I wanted to reach out to the young woman in the film, give her a hug and welcome her here. How horrified , frustated, and confused she must have felt.
It's easy to view the film as a random dramatic story, but these are real people with real life emotions!
I am so sorry that you had gotten kicked out of your apartment after 9-11; sadly the damage is done, just know, not all Americans are cruel and stupid.
Good luck with your new business ventures!

11/5/03
Saegertown,Pa
I would like to say that this story touched my heart also. The fact that Sherine's husband was not very sympathetic to her needs appauls me.
I am sure he is a good provider, but how boring for her.

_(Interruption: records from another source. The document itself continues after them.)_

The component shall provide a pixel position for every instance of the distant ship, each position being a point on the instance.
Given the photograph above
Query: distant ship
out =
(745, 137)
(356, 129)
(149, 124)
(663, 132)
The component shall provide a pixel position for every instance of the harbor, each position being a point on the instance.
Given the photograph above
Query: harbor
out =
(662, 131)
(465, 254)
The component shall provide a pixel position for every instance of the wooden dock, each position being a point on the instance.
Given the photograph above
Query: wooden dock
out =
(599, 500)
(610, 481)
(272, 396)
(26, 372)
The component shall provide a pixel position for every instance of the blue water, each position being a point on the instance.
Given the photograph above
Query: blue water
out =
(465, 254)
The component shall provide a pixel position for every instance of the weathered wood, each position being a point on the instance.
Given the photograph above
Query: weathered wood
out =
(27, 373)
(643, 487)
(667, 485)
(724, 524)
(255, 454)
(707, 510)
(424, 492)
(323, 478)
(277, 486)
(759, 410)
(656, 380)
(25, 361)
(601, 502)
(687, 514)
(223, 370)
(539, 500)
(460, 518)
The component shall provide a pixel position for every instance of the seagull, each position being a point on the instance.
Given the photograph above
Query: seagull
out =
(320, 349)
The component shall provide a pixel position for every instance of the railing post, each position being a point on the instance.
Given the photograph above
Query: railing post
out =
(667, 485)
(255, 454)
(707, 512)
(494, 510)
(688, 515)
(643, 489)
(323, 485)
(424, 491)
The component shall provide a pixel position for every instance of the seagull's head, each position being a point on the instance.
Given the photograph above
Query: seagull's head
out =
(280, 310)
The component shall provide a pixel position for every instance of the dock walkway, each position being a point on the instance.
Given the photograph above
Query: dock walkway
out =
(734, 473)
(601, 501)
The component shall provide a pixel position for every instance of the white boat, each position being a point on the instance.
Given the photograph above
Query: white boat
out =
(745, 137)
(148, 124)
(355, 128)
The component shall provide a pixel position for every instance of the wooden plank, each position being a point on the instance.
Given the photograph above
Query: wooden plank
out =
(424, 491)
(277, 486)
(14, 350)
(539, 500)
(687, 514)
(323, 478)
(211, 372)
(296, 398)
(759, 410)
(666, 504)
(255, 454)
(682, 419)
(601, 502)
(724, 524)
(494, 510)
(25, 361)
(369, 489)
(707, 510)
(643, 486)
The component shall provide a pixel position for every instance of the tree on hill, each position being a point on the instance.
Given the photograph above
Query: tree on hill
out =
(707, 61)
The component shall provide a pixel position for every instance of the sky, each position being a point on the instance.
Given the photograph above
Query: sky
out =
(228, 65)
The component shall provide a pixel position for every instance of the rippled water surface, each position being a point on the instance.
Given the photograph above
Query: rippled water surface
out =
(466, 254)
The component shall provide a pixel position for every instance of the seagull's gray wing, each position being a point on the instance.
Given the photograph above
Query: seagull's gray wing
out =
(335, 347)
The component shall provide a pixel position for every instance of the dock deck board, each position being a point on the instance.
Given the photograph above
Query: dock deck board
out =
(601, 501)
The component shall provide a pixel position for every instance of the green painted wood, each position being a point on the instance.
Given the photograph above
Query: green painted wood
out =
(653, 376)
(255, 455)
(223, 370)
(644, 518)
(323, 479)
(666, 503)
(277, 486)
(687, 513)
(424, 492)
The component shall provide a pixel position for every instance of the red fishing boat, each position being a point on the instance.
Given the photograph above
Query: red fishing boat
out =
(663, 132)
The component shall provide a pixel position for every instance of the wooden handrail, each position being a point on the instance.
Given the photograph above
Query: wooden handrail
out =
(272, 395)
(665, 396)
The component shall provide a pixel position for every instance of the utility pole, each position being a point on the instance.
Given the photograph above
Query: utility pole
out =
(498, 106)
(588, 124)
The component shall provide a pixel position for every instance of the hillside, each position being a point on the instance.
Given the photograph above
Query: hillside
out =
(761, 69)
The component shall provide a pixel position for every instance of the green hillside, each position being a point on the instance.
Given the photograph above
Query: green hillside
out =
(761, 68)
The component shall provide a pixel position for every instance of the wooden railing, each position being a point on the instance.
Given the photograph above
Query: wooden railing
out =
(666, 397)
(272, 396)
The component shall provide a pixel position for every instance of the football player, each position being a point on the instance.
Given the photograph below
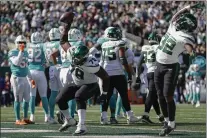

Where is the romance? Yes, this story does show another side to the politics that is so seldom shown. It shows there are two sides two every story. Also, it shows what some of these women must endure to be married. I would like to tell Bassam, go ahead and show your nurturing side to your wife. She will love you for it. From a women who knows what neglect can come to. A wife should be cherished, for she is a precious gem, not just someone who cleans & cooks for you.
May GOD bless their union.

11/5/03
I've been watching A Wedding in Ramallah, it is most interesting.
However, why was Bassam, who (so far in the story) was in America and perhaps a citizen, singing about a terrorist ABU NIDAL, saying that he was the savior of Palestine????? This worries me a great deal.

11/5/03
Everton C.
South Florida
Having traveled to a few parts of the world I always find such programming educational, from a cultural learning experience, etc. I found this film very interesting, I have very little knowledge of this part of the world in modern day times. I found it very heartening to see the lives of people in Palestine and the struggles what the people had to go through daily.
About arranged marriages - I think that's a hard sell here in the US as values seemed to be thrown out the window - the sense of innocence in people is bankrupt making trust hard to come by and accepting things at face value. I would love to learn more about this part of the world and it's culture - maybe even visit the place. Show more like this on Tele.

11/5/03
Hani Tobassi
Wichita, Kansas
I'm appalled by the indecency and cruelty of the filmmakers who would not intervene to help Meriam when she had difficulty adjusting to life in the United States. Filming during the screeching smoke alarm and doing nothing to help her was nefariously cruel. Human decency is cast aside for some inhuman filmmaker's ideal of not getting involved in the story. SICK!!! Shame on you.

11/5/03
Carnegie Johnson
Sumter, SC
Bravo! Bravo! I really loved this real life drama! The culture and reality of this film had me glued to the television. May God bless these families. And, many thanks to the brilliant filmmaker.

11/5/03
Brad
What an immportant glimpse into a culture our country chooses to know nothing about. Thank god for PBS.

8/29/03
Lutz
Germany
This documantation has touched my heart! I would love to see more films like this one. It tells more then 20 books about the life in Palestina!